At a time when LLMs are accessible to everyone, when anyone can ask “explain it to me like I’m 5” and get a patient, adapted answer, the question of who gets to contribute to research may be worth revisiting. Not to replace researchers or bypass rigor, quite the opposite. But to allow intuitions from unexpected places to meet the formalism they lack, and for peer review to benefit from perspectives it hadn’t planned for.
People learn, science breathes. Nobody loses.
The science fiction novel, by the way, still isn’t finished. But the physics it spawned, that continues.
¯\_(ツ)_/¯
Brieuc de La Fournière is the owner of galerie cadran solaire in Beaune (Burgundy, France) with his wife Alix-Anne. He has no formal scientific training. All GIFT work is available as open source at github.com/gift-framework/.
Photo: Alice de La Fournière-Bridot
Further reading
The framework: gift-framework.github.io/GIFT/
The Substack: giftheory.substack.com
Imperial + UNICAMP citation: Heyes et al., arXiv:2602.12438 - neural G₂ metrics
Oxford citation: Mamun, The Void Paradox - informational foundations of reality
The PINN journey (30 experiments in 4 weeks): full technical document available on request


Thanks for sharing this! Your journey from feeling magnets in a shop to being cited by renowned established institutes is a stunning testament to how AI allows the human mind to bypass traditional gatekeeping and translate raw intuition into rigorous insights.

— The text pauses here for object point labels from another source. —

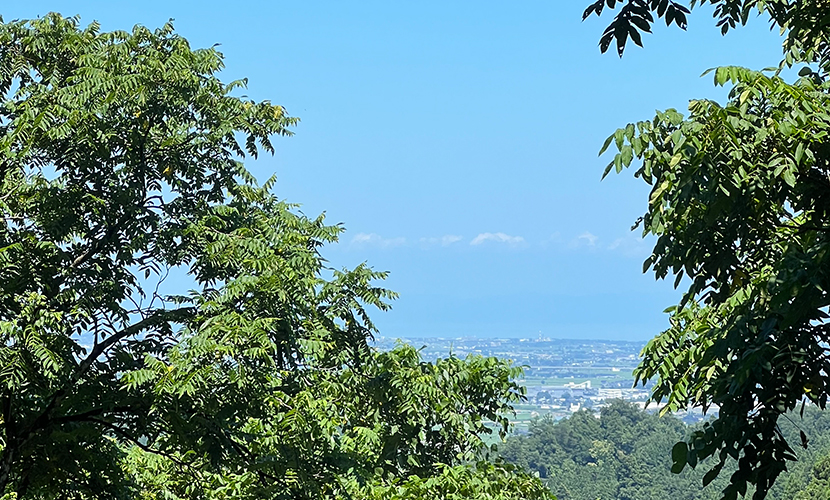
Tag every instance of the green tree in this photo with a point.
(121, 162)
(805, 22)
(739, 206)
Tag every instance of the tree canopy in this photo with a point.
(739, 205)
(805, 22)
(121, 162)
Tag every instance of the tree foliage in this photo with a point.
(121, 162)
(622, 455)
(739, 204)
(805, 22)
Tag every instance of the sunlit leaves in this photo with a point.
(739, 207)
(170, 328)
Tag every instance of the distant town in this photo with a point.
(561, 375)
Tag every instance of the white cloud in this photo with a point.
(498, 238)
(444, 241)
(376, 240)
(588, 238)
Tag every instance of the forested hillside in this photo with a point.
(622, 453)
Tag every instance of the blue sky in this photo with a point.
(457, 143)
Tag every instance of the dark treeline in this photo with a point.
(623, 453)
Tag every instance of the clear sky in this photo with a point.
(457, 143)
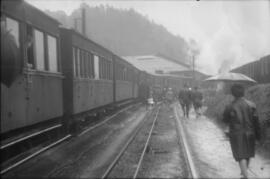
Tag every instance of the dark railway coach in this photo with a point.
(31, 78)
(88, 70)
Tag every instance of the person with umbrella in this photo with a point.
(185, 99)
(242, 117)
(197, 98)
(243, 121)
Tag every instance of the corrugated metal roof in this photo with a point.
(152, 63)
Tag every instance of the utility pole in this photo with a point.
(83, 22)
(193, 68)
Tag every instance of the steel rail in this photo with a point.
(145, 146)
(30, 136)
(53, 144)
(33, 155)
(182, 138)
(112, 165)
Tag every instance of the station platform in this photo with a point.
(212, 152)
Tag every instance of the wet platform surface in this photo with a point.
(212, 152)
(85, 156)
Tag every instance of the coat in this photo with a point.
(185, 96)
(10, 61)
(243, 122)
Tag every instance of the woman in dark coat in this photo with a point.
(244, 127)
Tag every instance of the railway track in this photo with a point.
(129, 141)
(17, 162)
(136, 170)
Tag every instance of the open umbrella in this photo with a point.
(231, 77)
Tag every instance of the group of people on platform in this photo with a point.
(241, 116)
(187, 98)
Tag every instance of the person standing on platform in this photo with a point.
(185, 98)
(197, 98)
(244, 127)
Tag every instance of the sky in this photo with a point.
(229, 33)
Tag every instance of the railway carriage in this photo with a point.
(88, 68)
(125, 80)
(31, 88)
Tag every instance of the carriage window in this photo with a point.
(29, 46)
(96, 66)
(267, 64)
(91, 65)
(78, 62)
(52, 53)
(86, 71)
(74, 54)
(81, 64)
(39, 49)
(12, 26)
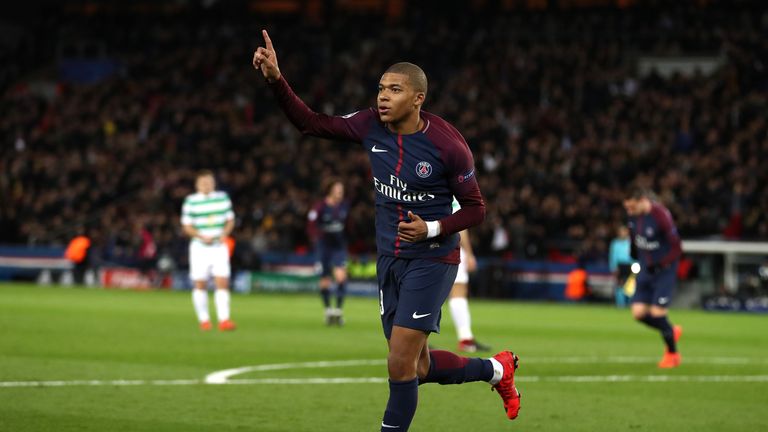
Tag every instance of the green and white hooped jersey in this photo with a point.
(207, 213)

You mentioned that GIFT was born from a narrative need for a "beautiful story". I'm curious: do you believe that the most fundamental laws of the universe are inherently aesthetic, or is our attraction to "beauty" just a useful cognitive shortcut for finding order in the chaos?
Artists and humanities folks sometimes are the best to ask technical or STEM questions because we see things from a macro perspective!!